Adelaide Hanscom Leeson (25 November 1875 – 19 November 1931) was an early 20th-century artist and photographer who published some of the first books using photography to illustrate literary works.

Life[edit]

Early years[edit]

The Eternal Saki, by Adelaide Hanscom. Published in The Rubaiyat of Omar Khayyam, 1905.

Adelaide Marquand Hanscom was born in Empire City (now Coos Bay, Oregon) in 1875, the fourth of six surviving children born to Meldon LeRoy (1843–1919) and Louisa Hyde Hanscom (1845–1923). She was one of a set of twins, but the other child was still-born. Hanscom was named after Adelaide Marquand, an early proponent of universal suffrage. Marquand's husband, Henry, was a business associate of Meldon Hanscom, and later published the Berkeley Advocate. Adelaide Marquand was co-editor of the Advocate with her husband, and she remained a family friend and influence on Hanscom for many years.[1]

When Hanscom was six, her family returned to their previous home city of Berkeley, California, in order to obtain a better education for the children. Her father was a Harvard University-educated businessman who later became the city auditor of Berkeley.[2]

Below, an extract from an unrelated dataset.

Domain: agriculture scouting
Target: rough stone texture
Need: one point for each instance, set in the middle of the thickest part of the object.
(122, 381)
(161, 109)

Hanscom began creating art when she was a teenager and later studied art and design at the University of California and at the Mark Hopkins Institute of Art (now the San Francisco Art Institute).[3] Her classmates at the Institute were photographers Emily Pitchford and Laura Adams, who had recently established their own studio, and Hanscom expanded what she learned about photography in school by working with her classmates.[1] She also is known to have frequented the home of photographer Anne Brigman and is thought to have learned some of her printing technique from Brigman.[4]

In 1902 she set up a commercial studio in San Francisco with fellow photographer Blanche Cummings, and soon they were accepting commissions for portraits and commercial work. At the Third Photographic Salon in San Francisco in 1903 Hanscom exhibited five prints, including a highly acclaimed study called Mother and Child. One critic said her showing in this exhibition "secured her a place among the foremost pictorialists of the Pacific Coast."[5] This show was also important to Hanscom because it was the first place she would have seen prints by Alfred Stieglitz, Edward Steichen and Gertrude Käsebier, who were the leaders of the pictorial photography movement in New York. As a result of her recent acclaim, her artistry was in high demand. She was so successful that when a newspaper critic asked her if her profession financially rewarded her, she replied "Handsomely".[6]

The Rubaiyat of Omar Khayyam[edit]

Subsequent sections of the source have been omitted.